If you go with an ARM you should understand the max cap and the max movement per year. If you are planning on moving in 5 years it may make sense. Our first townhome we did an ARM (2009) as we planned on moving in 5 years (Moved in 2013) and I knew the rates were going to stay low as we were still sliding down when we closed.
Fast forward to this summer, had an opportunity to "arm up" again with our new house or go fixed 30 year. Ended up locking a 3.75 (rates jumped up .5 the week before closing

) fixed 30 year. Why? The Fed can't keep it this low forever, eventually the rates will equalize to be where they should be to support this type of economy, my guess 6-8% or more.
Money is cheap right now, lock in with what you can. I bet 5 years from now we won't be anywhere near this rate for car loans, home loans, etc.

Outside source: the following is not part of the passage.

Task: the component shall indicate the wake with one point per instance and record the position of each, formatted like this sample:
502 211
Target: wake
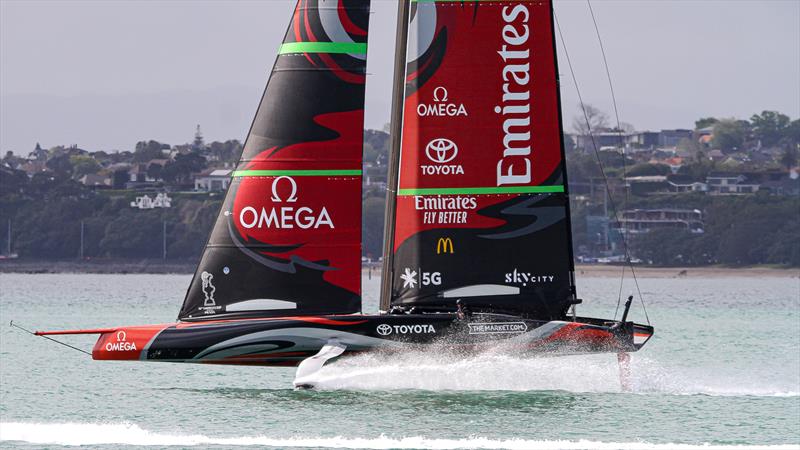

Unless you can get a movement guarantee of closer to 1% with a ceiling of probably 5-6%, I wouldn't do it in this current economic environment.
If you have a drop of $300 a month, and you said $4000 in closing costs, your break even is 13 months, so its not a bad move. I would personally lock a little higher, say 4% fixed 30 year, swallow a $200 a month profit and break even in 20 months as you said you are moving in around 5 years (not 2 years).
**rough calculations, not going into an amort table this late in the night.